Yesterday I decided to have my home phone canceled. So I called the service company (Cox) and went through all the rigamarole. (I’ll have to check to see if that’s in the dictionary).
I got a gentlemen that thankfully I could understand, and we set it all up. Then he says he’s transferring me over to another department to complete this call.
Then the call gets dropped.
So I call again and go through all the rigamarole and got a nice lady who talks me into keeping the home phone (at a reduced rate). She also talks me into trying their cell phone service that’s been around about a year.
I am a little antsy about trying things that don’t have a longer history. But Cox bought Verizon, and that company has been around a while.
SIM Cards & Such:
She explains to me that they’re sending a new SIM card, which I’ve never had to deal with. And that I will have to sign for it.
I explain that it takes me time to get out of my chair and walk to the door. (It’s roughly 25 feet.) She says she’ll put a note on the ticket about it.
So by that time I can’t recall what all I just did and I ask her to reiterate what I’ve just ordered and agreed to. Heavens, you could sign your life away without remembering you did it.
I’m a little anxious because I can’t recall all the details of long phone calls any more. That short term memory thing is what I’m referring to. And I don’t write things down because, with my arthritis, I can’t even read my own writing.
All of this makes me feel like the world is spinning. It’s too much information. Maybe they need to create entire areas of customer service around seniors who need a little more time to process things.
What Are Those People Called?
It makes me wonder what it’s like to be one of those people (oh, what are they called?) Who turn away from all this craziness and go live on the land or something.
You know, those people who build bunkers and gather food for the long term and whatever else they might need. I don’t know what the bunkers are built for actually because I don’t know why they’d need to go live down there.
Is it due to natural disasters or something about the government? Are these the people who hoard guns?
So then my mind speeds forward and I’m thinking about that. If I became one of those bunker people, how would I get my walker down into it? I assume there would be steps. Maybe I’d have progressed out of the walker by then.

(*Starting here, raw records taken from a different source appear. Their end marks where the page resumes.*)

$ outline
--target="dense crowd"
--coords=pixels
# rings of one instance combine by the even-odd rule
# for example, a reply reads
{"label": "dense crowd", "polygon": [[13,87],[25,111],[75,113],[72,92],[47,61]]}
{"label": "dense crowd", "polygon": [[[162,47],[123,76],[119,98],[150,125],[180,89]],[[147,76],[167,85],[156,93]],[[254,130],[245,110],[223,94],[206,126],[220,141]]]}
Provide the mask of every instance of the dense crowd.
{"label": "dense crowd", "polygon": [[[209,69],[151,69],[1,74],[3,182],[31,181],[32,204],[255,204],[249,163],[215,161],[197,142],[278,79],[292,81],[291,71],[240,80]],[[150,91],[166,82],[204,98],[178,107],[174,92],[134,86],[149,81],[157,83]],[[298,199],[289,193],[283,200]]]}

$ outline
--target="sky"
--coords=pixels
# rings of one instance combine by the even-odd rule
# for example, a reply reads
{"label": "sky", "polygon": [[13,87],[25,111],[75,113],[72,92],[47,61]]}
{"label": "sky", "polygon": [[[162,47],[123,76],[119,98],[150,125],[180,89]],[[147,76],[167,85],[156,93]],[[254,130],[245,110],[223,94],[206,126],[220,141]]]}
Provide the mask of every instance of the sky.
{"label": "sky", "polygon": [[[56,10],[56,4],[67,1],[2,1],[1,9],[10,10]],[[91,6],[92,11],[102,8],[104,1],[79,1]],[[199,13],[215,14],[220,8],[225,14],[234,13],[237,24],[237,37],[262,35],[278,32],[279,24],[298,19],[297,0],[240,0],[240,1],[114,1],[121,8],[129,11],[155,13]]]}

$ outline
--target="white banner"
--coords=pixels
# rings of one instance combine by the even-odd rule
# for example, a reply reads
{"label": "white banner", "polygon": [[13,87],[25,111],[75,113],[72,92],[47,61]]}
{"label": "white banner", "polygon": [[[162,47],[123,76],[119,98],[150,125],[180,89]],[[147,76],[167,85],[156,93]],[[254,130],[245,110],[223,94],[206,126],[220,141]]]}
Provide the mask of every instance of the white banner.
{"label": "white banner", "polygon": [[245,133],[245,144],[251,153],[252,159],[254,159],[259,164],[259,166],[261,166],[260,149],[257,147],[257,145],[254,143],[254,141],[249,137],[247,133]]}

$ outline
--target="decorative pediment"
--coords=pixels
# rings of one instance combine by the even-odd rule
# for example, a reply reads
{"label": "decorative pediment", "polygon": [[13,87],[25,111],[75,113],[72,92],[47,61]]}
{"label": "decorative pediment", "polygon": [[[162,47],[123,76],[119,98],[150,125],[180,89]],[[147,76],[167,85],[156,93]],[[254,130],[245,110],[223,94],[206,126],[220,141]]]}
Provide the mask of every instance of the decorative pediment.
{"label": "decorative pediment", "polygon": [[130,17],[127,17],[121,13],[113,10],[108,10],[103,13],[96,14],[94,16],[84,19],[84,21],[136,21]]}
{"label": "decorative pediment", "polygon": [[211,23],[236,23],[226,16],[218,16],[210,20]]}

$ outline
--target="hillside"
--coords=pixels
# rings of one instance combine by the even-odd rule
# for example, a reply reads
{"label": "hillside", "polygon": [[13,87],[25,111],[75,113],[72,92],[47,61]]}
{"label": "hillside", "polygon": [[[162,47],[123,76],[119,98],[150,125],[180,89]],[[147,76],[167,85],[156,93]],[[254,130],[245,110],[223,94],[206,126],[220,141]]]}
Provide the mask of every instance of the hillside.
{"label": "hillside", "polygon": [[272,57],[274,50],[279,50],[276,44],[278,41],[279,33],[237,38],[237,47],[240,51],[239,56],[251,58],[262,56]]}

Then I mentally switch my mind back over to living in the type of world I currently live in. To the world of technology that is swiftly passing me by.
I just can’t keep up with it all. When did this happen? Once I was a young woman who dealt with a household and two children.
And suddenly I’m an old woman who needs a walker. For now, anyway. And I have to tell people it takes time for me to answer the door. When did this happen?
It’s like you need to jump on a train, but it’s moving so fast you don’t know when to make a move.
If you’re still with me, I was told about something to do with wifi and how blah-blah-blah would lower my bill. But I don’t really understand the whole wifi thing to begin with.
I think I once knew all about that but my brain must have tossed it out.
Raise your hand if you’re in my camp, or maybe just halfway there.
There’s so much to remember these days. Like two-step verification and changing to a stronger password and all that.
Thankfully I have a password book that you all encouraged me to buy so I can put my passwords down in it. But much of the time I can’t read what I’ve written because my handwriting is now chicken scratch material.
Oh, and then you forget you had to change a password at some point but you forgot to change it in the book. There are lines drawn through password after password in it because you’re trying to keep up.
And now I’m just very, very tired.
What I Did & Agreed To (I Think):
So, to confirm to myself: I am keeping the home phone and the $10 thing that means you don’t have to pay for them to come out to fix something with my internet. And I have just changed from T-Mobile to Cox, which I had not planned to do.
My head is swimming with it all. I’ll have to Google how to take that SIM card out and change it. (What does SIM actually stand for?)
Okay, moving right along: My bill at Cox will go up because I’ve just added cell phone service to my plan. And I get to keep my cell phone number that I’ve only recently been able to memorize.
I’m embarrassed to admit that I’ve had the number and this mobile phone for four years.
I declined the insurance on my cell phone.
When I move about the apartment, I put the phone on the seat of the walker. I figure if I manage to break it, then it will be time for a new phone anyway.
Don’t you wish that technology could rewire your brain? Take it back to a time when you could actually walk and chew gum at the same time. So, maybe about 40 years ago.
And now I’ll have to figure out how to turn the volume down on my home phone. Since that’s what caused me to call them in the first place, and now I’ve been talked into keeping it.
I doubt this will be considered “quality content” by Google. But I want you to know it took all of my brain power to write it.